Il a ajouté qu’il pensait qu’une grande partie du chaos présumé au cours de sa propre administration était causée par les démocrates qui le poursuivaient « constamment », une affirmation qui a suscité les applaudissements du public.

Trump a également déclaré qu’il pensait que les invasions de l’Ukraine et d’Israël qui ont déclenché deux guerres avaient pu se produire parce que le monde considérait Biden comme « faible », et il a souligné sa conviction que la paix doit être maintenue par la force.

« Vous savez, ils veulent faire passer cela pour une mauvaise chose », a-t-il déclaré à propos de sa capacité à s’entendre avec les dirigeants des puissances nucléaires. « C’est une très bonne chose. Mais la paix par la force. Ils ne voulaient pas déconner. Cela ne serait jamais arrivé en Ukraine. La Russie n’y serait jamais entrée, cela ne serait jamais arrivé. La récente attaque contre Israël n’aurait jamais eu lieu. »

Trump a en outre averti que la crise frontalière était devenue « insoutenable » sous Biden et a promis de lancer des expulsions massives d’immigrants illégaux s’il était élu.

« Nous allons mener le plus grand effort d’expulsion de l’histoire de notre pays », a-t-il déclaré. « Nous ramenons tout le monde d’où ils viennent.
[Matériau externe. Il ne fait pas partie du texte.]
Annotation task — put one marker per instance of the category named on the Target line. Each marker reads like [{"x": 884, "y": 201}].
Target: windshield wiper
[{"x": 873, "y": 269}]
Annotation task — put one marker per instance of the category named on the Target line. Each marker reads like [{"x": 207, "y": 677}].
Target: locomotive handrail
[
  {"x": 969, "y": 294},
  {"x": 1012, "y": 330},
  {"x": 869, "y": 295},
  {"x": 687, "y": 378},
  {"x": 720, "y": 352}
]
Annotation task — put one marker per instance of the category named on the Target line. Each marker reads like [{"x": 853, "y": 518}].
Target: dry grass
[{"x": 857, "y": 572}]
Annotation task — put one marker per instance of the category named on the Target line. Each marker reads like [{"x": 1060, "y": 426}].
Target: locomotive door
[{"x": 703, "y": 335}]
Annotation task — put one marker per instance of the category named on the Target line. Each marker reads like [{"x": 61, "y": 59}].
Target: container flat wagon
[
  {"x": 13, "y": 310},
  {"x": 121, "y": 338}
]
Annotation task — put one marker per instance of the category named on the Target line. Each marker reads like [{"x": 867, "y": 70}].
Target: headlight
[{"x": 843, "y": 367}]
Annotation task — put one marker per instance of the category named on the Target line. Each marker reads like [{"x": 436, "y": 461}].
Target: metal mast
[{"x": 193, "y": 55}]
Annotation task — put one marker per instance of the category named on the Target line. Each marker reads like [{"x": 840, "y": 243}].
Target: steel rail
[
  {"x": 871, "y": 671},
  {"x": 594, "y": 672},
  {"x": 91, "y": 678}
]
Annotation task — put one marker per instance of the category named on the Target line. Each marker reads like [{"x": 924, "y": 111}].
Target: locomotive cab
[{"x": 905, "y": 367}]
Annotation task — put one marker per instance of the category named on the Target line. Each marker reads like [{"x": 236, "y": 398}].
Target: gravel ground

Nous avons pas le choix. »

Trump a également déclaré que les villes sanctuaires devaient être arrêtées et a expliqué comment sa ville natale de New York, en particulier, a ressenti le poids de la crise des migrants. Il a affirmé que le maire démocrate de New York, Eric Adams, était devenu « hostile à l’administration » alors que sa ville était envahie par des immigrants illégaux qui mettent à rude épreuve les ressources de la ville.

Estimant que 15 à 16 millions d’immigrants illégaux ont afflué dans le pays ces dernières années, Trump a déclaré que « ce pays ne peut pas supporter » un tel nombre, et a prédit que d’ici la fin du mandat de Biden, ce nombre aura atteint 18 millions, ce qu’il La population observée est plus grande que la population de la plupart des États.

Trump a également rejeté les critiques sur sa réponse à la pandémie de COVID-19, affirmant qu’il se considérait comme un « fédéraliste » et permettait aux gouverneurs des États de décider eux-mêmes de la meilleure façon de réagir. Il a en outre affirmé que le Dr Anthony Fauci « n’était pas un facteur important dans mon administration, il est devenu un facteur beaucoup plus important dans l’administration de Biden ».

Trump s’est également vanté de son bilan en matière d’avortement et de la manière dont sa décision a été annulée à cause des juges qu’il a nommés à la Cour suprême des États-Unis. Il n’est pas allé jusqu’à approuver une interdiction générale de l’avortement, suggérant que le soutenir dans les cas de viol, d’inceste et de vie de la mère pourrait être une « concession » nécessaire pour les républicains s’ils espèrent conserver le pouvoir.

Il a émis l’hypothèse que DeSantis, dont les sondages indiquent qu’il sera hors course « très bientôt », aurait pu souffrir de la position dure qu’il a adoptée à l’égard de l’avortement en soutenant une interdiction après six semaines, ce qui, selon Trump, est avant de nombreuses femmes. sais qu’elles sont enceintes.

« Il faut gagner les élections », a-t-il déclaré. « Sinon, vous allez revenir là où vous étiez, et vous ne pouvez pas laisser cela se reproduire. Vous devez gagner les élections. »

Trump a également laissé entendre qu’il avait déjà décidé de son choix à la vice-présidence, même s’il n’était pas disposé à donner de nom. Un conseiller de campagne aurait minimisé l’apparente certitude de Trump, déclarant à NBC News que « rien n’est finalisé » et qu’il « annoncera son choix final quand il sera prêt à le faire ».